For decades before his death in 2010, longtime Representative Town Meeting member Nello Ceccarelli would set up a Nativity scene on Town Hall Green and stand vigil over the creche through snow, rain and frigid temperatures.
On Sunday morning, members of the Knights of Columbus continued Ceccarelli's Christmas tradition, setting up a Nativity scene by the corner of Old Post and Beach roads, in front of the town's Christmas tree.
"I'm pleased and so are my brother and sister that they're there," said Carol Lucibello of Branford, Ceccarelli's daughter. "God bless them."
"Christmas is something we should celebrate in the right way. That's what he believed in," Lucibello said, referring to her father, who died in July 2010 at the age of 94. "I'm sure he's up in heaven, watching over us all."
The crèche that Ceccarelli had set up on the green for so many years is now at Holy Family Church. In its place, a larger crèche, built by Tom Kapitan, a Fairfield resident and member of the Knights of Columbus at Holy Family Church, was assembled about 11 a.m. Sunday by Kapitan and Jim Keating, also a Fairfield resident and member of the Knights at Holy Family. The crèche will stay up until 11 a.m. Christmas Day, Kapitan said.
Kapitan said the new crèche was built to be more noticeable, but Keating said it's not a problem to transport and set up the larger crèche when several people help with the project. "Nello had Nello so he went with what he could easily transport, especially in the first few years," Keating said.
The Board of Selectmen in the 1980s permitted the Nativity scene -- and other religious displays -- to be set up on town property for a maximum of three days, as long as someone personally monitors it for the entire period. Ceccarelli, a devout Roman Catholic and member of Holy Family Church, used to handle that job himself, standing by his creche during the day and sleeping in a car parked nearby at night.

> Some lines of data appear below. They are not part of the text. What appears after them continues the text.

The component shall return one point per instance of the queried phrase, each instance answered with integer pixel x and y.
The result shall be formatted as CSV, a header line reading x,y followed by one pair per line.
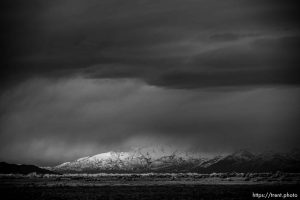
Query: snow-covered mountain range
x,y
162,159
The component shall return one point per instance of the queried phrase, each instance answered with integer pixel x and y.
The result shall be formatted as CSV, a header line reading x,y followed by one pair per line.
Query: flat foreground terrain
x,y
145,187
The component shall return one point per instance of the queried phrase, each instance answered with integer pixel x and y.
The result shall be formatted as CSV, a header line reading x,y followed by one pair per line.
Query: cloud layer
x,y
53,121
177,44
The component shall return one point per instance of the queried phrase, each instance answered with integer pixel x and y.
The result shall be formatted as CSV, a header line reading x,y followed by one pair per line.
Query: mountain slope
x,y
170,160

"He was never with us Christmas Eve because that's where he wanted to be," Lucibello said. "He always said, `Carol, if I died there, I'd be happy.' ... Christmas is so commercialized that he felt that was something he wanted to do."

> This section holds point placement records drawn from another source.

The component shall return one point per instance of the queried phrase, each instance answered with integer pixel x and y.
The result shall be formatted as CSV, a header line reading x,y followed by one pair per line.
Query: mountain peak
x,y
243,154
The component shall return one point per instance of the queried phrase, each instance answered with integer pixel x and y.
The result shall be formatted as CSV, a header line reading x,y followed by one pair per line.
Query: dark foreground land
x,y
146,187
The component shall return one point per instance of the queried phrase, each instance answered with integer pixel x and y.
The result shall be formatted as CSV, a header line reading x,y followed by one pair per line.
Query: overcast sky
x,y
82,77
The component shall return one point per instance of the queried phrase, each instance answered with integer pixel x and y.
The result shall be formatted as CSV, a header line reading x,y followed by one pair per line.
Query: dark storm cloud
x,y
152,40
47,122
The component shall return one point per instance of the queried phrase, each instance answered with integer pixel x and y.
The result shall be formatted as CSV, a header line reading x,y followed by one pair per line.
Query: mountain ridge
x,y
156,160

A total of 40 Knights are scheduled for shifts to maintain the vigil by the crèche over the 48 hours between late Sunday morning and late Tuesday morning. Their shifts will last one or two hours, with one or two Knights per shift, Keating said. "It's a lot easier when it's two guys," he said. "When there's two people here, it goes twice as fast."
Keating said his shift, in addition to 11 a.m. to 1 p.m. Sunday, would be from 11 p.m. Christmas Eve until 1 a.m. Christmas Day and then later that morning to take down the crèche. He said he anticipates seeing many people who attend midnight services at First Church Congregational across the street and St. Paul's Episcopal Church next door.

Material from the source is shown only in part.